You are viewing a plain text version of this content. The canonical link for it is here.
Posted to common-user@hadoop.apache.org by Matt Bowyer <ma...@googlemail.com> on 2009/05/10 23:30:10 UTC

sub 60 second performance

Hi,

I am trying to do 'on demand map reduce' - something which will return in
reasonable time (a few seconds).

My dataset is relatively small and can fit into my datanode's memory. Is it
possible to keep a block in the datanode's memory so on the next job the
response will be much quicker? The majority of the time spent during the job
run appears to be during the 'HDFS_BYTES_READ' part of the job. I have tried
using the setNumTasksToExecutePerJvm but the block still seems to be cleared
from memory after the job.

thanks!

Re: sub 60 second performance

Posted by Edward Capriolo <ed...@gmail.com>.
On Mon, May 11, 2009 at 12:08 PM, Todd Lipcon <to...@cloudera.com> wrote:
> In addition to Jason's suggestion, you could also see about setting some of
> Hadoop's directories to subdirs of /dev/shm. If the dataset is really small,
> it should be easy to re-load it onto the cluster if it's lost, so even
> putting dfs.data.dir in /dev/shm might be worth trying.
> You'll probably also want mapred.local.dir in /dev/shm
>
> Note that if in fact you don't have enough RAM to do this, you'll start
> swapping and your performance will suck like crazy :)
>
> That said, you may find that even with all storage in RAM your jobs are
> still too slow. Hadoop isn't optimized for this kind of small-job
> performance quite yet. You may find that task setup time dominates the job.
> I think it's entirely reasonable to shoot for sub-60-second jobs down the
> road, and I'd find it interesting to hear what the results are now. Hope you
> report back!
>
> -Todd
>
> On Sun, May 10, 2009 at 2:30 PM, Matt Bowyer <ma...@googlemail.com>wrote:
>
>> Hi,
>>
>> I am trying to do 'on demand map reduce' - something which will return in
>> reasonable time (a few seconds).
>>
>> My dataset is relatively small and can fit into my datanode's memory. Is it
>> possible to keep a block in the datanode's memory so on the next job the
>> response will be much quicker? The majority of the time spent during the
>> job
>> run appears to be during the 'HDFS_BYTES_READ' part of the job. I have
>> tried
>> using the setNumTasksToExecutePerJvm but the block still seems to be
>> cleared
>> from memory after the job.
>>
>> thanks!
>>
>

Also if your data set is small your can reduce overhead and
(parallelism) by lowering the number of mappers and reducers.

-Dmapred.map.tasks=11
-Dmapred.reduce.tasks=3

Or maybe even go as low as:

-Dmapred.map.tasks=1
-Dmapred.reduce.tasks=1

I use this tactic on jobs with small data sets where the processing
time is much less then the overhead of starting multiple mappers/
reducers and shuffling data.

Re: sub 60 second performance

Posted by Todd Lipcon <to...@cloudera.com>.
In addition to Jason's suggestion, you could also see about setting some of
Hadoop's directories to subdirs of /dev/shm. If the dataset is really small,
it should be easy to re-load it onto the cluster if it's lost, so even
putting dfs.data.dir in /dev/shm might be worth trying.
You'll probably also want mapred.local.dir in /dev/shm

Note that if in fact you don't have enough RAM to do this, you'll start
swapping and your performance will suck like crazy :)

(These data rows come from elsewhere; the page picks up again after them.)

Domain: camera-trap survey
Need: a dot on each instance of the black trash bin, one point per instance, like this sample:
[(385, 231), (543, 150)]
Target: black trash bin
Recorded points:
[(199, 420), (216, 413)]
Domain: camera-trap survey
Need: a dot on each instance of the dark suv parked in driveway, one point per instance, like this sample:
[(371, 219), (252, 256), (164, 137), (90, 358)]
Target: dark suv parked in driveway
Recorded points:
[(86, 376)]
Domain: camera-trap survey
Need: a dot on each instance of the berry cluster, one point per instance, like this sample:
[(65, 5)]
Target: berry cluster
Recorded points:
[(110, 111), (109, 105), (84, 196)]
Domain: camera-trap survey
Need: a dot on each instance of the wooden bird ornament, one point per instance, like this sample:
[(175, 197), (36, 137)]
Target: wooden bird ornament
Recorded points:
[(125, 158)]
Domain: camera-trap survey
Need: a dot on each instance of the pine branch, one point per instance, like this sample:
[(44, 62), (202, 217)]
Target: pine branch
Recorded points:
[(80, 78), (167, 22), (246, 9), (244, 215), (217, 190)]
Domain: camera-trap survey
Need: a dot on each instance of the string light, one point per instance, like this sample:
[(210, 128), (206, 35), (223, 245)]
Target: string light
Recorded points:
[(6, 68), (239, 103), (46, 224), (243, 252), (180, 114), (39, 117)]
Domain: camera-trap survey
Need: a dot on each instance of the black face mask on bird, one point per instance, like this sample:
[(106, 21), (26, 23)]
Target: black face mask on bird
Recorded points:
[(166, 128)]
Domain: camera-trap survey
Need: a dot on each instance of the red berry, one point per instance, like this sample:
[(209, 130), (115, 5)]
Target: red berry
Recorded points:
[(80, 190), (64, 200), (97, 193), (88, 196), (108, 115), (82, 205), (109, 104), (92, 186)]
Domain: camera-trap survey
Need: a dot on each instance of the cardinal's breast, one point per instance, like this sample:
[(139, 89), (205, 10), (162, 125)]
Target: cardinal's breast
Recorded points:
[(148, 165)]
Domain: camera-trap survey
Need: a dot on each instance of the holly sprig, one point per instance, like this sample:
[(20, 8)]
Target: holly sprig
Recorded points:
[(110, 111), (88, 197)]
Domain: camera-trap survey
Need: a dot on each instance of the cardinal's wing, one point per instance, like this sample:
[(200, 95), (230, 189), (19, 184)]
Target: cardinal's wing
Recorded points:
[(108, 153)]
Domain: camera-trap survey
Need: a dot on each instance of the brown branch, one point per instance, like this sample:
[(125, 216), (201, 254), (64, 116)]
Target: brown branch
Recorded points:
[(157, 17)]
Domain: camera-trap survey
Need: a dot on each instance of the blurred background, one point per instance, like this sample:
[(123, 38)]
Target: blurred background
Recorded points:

That said, you may find that even with all storage in RAM your jobs are
still too slow. Hadoop isn't optimized for this kind of small-job
performance quite yet. You may find that task setup time dominates the job.
I think it's entirely reasonable to shoot for sub-60-second jobs down the
road, and I'd find it interesting to hear what the results are now. Hope you
report back!

-Todd

On Sun, May 10, 2009 at 2:30 PM, Matt Bowyer <ma...@googlemail.com>wrote:

> Hi,
>
> I am trying to do 'on demand map reduce' - something which will return in
> reasonable time (a few seconds).
>
> My dataset is relatively small and can fit into my datanode's memory. Is it
> possible to keep a block in the datanode's memory so on the next job the
> response will be much quicker? The majority of the time spent during the
> job
> run appears to be during the 'HDFS_BYTES_READ' part of the job. I have
> tried
> using the setNumTasksToExecutePerJvm but the block still seems to be
> cleared
> from memory after the job.
>
> thanks!
>

Re: sub 60 second performance

Posted by jason hadoop <ja...@gmail.com>.
You would need to read the data, and store it in an internal data structure,
or copy the file to a local file system file and mmap it if you didn't want
to store it in java heap space.

Your map then has to deal with the fact that the data isn't being passed in
directly.
This is not straight forward to do.


On Sun, May 10, 2009 at 4:53 PM, Matt Bowyer <ma...@googlemail.com>wrote:

> Thanks Jason, how can I get access to the particular block?
>
> do you mean create a static map inside the task (add the values).. and
> check
> if populated on the next run?
>
> or is there a more elegant/tried&tested solution?
>
> thanks again
>
> On Mon, May 11, 2009 at 12:41 AM, jason hadoop <jason.hadoop@gmail.com
> >wrote:
>
> > You can cache the block in your task, in a pinned static variable, when
> you
> > are reusing the jvms.
> >
> > On Sun, May 10, 2009 at 2:30 PM, Matt Bowyer <mattbowyers@googlemail.com
> > >wrote:
> >
> > > Hi,
> > >
> > > I am trying to do 'on demand map reduce' - something which will return
> in
> > > reasonable time (a few seconds).
> > >
> > > My dataset is relatively small and can fit into my datanode's memory.
> Is
> > it
> > > possible to keep a block in the datanode's memory so on the next job
> the
> > > response will be much quicker? The majority of the time spent during
> the
> > > job
> > > run appears to be during the 'HDFS_BYTES_READ' part of the job. I have
> > > tried
> > > using the setNumTasksToExecutePerJvm but the block still seems to be
> > > cleared
> > > from memory after the job.
> > >
> > > thanks!
> > >
> >
> >
> >
> > --
> > Alpha Chapters of my book on Hadoop are available
> > http://www.apress.com/book/view/9781430219422
> > www.prohadoopbook.com a community for Hadoop Professionals
> >
>



-- 
Alpha Chapters of my book on Hadoop are available
http://www.apress.com/book/view/9781430219422
www.prohadoopbook.com a community for Hadoop Professionals

Re: sub 60 second performance

Posted by Matt Bowyer <ma...@googlemail.com>.
Thanks Jason, how can I get access to the particular block?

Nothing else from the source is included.